Increased shipping costs alone are unlikely to spur a renewed surge in inflation, but tensions in the region create the potential for another energy price spike that could hamper central banks’ plans to roll back interest rates. Capital Economics’ market economist Diana Iovanel said this would “have negative consequences for the global economic outlook as well as most asset prices”.

Any broadening of the conflict to include the US or Iran would prove significant, Bremmer argued.

“I don’t know what the equity impact would be, but the oil price impact would be immediate, and it would be large,” Bremmer said.

Although global energy demand isn’t currently elevated and there is excess supply that could easily be provided by Saudi Arabia and other major Opec producers, a war involving Iran “does probably lead you to a global recession and it significantly increases the likelihood of a Trump win”, Bremmer argued.

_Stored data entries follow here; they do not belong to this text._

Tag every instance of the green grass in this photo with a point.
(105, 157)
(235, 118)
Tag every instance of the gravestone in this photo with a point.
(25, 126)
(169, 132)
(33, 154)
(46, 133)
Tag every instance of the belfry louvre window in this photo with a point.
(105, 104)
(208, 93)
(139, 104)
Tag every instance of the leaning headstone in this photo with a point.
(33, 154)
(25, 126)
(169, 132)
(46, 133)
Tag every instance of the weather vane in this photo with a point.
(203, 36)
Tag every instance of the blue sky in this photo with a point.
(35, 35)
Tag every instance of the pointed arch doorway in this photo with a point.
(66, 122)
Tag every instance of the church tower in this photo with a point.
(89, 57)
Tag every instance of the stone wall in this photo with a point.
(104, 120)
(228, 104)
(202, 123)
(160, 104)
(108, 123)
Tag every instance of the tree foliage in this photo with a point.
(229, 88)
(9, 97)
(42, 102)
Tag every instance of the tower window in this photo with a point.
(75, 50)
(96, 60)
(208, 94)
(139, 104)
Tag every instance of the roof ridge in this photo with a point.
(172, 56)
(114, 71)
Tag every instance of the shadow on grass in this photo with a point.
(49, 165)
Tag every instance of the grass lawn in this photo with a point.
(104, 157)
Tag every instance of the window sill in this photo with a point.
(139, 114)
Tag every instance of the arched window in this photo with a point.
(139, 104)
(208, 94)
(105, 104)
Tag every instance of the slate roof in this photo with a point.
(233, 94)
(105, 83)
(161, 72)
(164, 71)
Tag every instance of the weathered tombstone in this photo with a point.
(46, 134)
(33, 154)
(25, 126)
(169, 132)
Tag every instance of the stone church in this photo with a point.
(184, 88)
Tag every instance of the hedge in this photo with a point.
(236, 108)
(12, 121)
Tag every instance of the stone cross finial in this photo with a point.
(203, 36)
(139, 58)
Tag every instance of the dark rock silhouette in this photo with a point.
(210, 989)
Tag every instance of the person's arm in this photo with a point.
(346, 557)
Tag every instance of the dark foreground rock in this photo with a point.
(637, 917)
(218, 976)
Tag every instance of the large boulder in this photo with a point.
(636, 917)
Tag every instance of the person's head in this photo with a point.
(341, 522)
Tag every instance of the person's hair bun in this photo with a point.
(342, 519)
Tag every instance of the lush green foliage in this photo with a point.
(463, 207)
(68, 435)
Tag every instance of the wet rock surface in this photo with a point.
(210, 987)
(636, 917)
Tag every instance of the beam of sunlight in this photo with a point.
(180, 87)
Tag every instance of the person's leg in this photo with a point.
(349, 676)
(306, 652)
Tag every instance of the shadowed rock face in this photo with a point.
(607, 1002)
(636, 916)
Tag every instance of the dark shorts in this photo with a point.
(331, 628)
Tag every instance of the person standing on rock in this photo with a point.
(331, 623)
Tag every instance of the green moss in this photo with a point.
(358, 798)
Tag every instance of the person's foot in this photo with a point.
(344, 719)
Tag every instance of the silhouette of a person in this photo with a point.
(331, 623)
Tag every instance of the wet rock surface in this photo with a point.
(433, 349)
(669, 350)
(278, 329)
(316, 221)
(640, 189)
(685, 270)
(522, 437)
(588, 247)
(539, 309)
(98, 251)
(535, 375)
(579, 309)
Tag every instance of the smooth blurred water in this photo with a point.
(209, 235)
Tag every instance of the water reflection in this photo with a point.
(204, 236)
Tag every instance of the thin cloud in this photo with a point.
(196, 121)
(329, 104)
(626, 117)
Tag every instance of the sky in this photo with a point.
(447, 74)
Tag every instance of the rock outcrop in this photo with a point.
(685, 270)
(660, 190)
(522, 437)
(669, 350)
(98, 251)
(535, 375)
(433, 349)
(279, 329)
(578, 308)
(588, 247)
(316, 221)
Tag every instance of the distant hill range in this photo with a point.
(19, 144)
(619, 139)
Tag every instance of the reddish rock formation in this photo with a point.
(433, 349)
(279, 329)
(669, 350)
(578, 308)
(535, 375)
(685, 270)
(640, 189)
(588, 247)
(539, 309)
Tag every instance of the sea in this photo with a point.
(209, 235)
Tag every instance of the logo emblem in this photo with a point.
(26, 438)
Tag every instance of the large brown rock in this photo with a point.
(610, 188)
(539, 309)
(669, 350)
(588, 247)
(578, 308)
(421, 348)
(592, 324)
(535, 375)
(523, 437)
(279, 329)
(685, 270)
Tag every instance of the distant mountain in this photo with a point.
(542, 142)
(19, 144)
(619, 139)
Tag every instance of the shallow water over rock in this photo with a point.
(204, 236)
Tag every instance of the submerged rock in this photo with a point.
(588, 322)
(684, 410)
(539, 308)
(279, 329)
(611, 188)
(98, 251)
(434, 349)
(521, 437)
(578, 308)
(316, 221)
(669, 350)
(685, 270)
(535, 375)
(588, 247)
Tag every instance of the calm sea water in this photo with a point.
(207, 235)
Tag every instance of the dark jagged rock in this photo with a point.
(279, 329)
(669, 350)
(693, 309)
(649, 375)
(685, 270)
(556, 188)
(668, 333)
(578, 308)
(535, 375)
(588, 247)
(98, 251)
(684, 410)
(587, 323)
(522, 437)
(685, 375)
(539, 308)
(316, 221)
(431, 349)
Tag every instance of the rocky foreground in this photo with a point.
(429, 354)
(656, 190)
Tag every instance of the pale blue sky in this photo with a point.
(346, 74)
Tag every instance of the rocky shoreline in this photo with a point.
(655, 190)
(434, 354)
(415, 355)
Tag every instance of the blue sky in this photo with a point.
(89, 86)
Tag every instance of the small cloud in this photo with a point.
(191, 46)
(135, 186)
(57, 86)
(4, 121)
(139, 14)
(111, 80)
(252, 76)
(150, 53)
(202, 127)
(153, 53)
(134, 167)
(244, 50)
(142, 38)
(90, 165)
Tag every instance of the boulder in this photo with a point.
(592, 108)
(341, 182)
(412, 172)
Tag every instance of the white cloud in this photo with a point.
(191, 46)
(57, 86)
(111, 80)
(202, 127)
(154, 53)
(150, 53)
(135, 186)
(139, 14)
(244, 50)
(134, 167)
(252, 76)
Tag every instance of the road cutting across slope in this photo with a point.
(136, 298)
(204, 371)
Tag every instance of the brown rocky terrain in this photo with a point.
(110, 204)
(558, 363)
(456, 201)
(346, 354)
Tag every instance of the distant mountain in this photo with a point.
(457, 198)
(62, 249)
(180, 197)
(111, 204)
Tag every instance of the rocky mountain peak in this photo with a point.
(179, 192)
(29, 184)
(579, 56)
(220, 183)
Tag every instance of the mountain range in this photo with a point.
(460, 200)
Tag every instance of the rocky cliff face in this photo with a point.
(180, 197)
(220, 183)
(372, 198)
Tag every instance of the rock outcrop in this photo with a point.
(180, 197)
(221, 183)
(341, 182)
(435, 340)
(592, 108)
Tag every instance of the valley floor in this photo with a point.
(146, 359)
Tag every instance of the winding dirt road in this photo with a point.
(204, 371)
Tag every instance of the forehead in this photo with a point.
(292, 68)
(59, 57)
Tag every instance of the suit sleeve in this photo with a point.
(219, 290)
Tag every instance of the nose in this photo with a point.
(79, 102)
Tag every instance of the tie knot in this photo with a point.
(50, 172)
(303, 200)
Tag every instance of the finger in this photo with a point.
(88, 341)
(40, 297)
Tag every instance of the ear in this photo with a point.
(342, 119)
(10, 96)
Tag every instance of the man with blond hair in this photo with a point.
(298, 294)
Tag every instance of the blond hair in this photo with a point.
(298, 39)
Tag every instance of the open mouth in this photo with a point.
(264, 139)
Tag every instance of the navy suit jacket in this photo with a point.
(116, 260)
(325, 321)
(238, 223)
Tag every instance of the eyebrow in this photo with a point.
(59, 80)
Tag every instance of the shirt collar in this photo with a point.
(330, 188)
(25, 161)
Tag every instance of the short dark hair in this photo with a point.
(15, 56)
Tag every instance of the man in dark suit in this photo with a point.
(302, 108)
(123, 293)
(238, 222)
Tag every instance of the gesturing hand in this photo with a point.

The deglobalisation trend sparked by the US-China economic rivalry is also set to continue, with governments pursuing beefed up domestic industrial policies, introducing localisation mandates and imposing tighter controls over their own data and technology, Julia Coym from consultancy Control Risks said in a 2024 outlook.

Control Risks identifies China’s handling of its economic slowdown as the most significant global economic risk faced this year. Either way, with both countries primarily grappling with domestic issues, their relationship is likely to enter into a holding pattern this year, the consultancy said.

Jonathan Baird, a Canadian former fund manager who now publishes the Global Investment Letter, thinks all these factors lead to a more precarious investment landscape overall.

“I would say now that the geopolitical situation is the most fraught with risk – real and potential – since the second world war,” he said.

Markets have been driven higher by the “paradoxical notion” that central banks will soon start cutting rates even as the global economy avoids a recession, Baird added. Futures markets are currently pricing in 150 basis points in cuts by the US Federal Reserve between the January 2024 and 2025 meetings, Deutsche Bank macro strategist Henry Allen noted this week.

Historical precedent suggests that such a pace of rate cuts requires a recession and central banks are likely to adopt a more hawkish tone if one does not materialise. “We only normally seen that speed of cuts within a year around a recession,” Allen said. A year without recession could also bring on share price falls as rates stay high.

“If that [sentiment] bubble bursts, it could be a tough year for markets,” Baird concluded.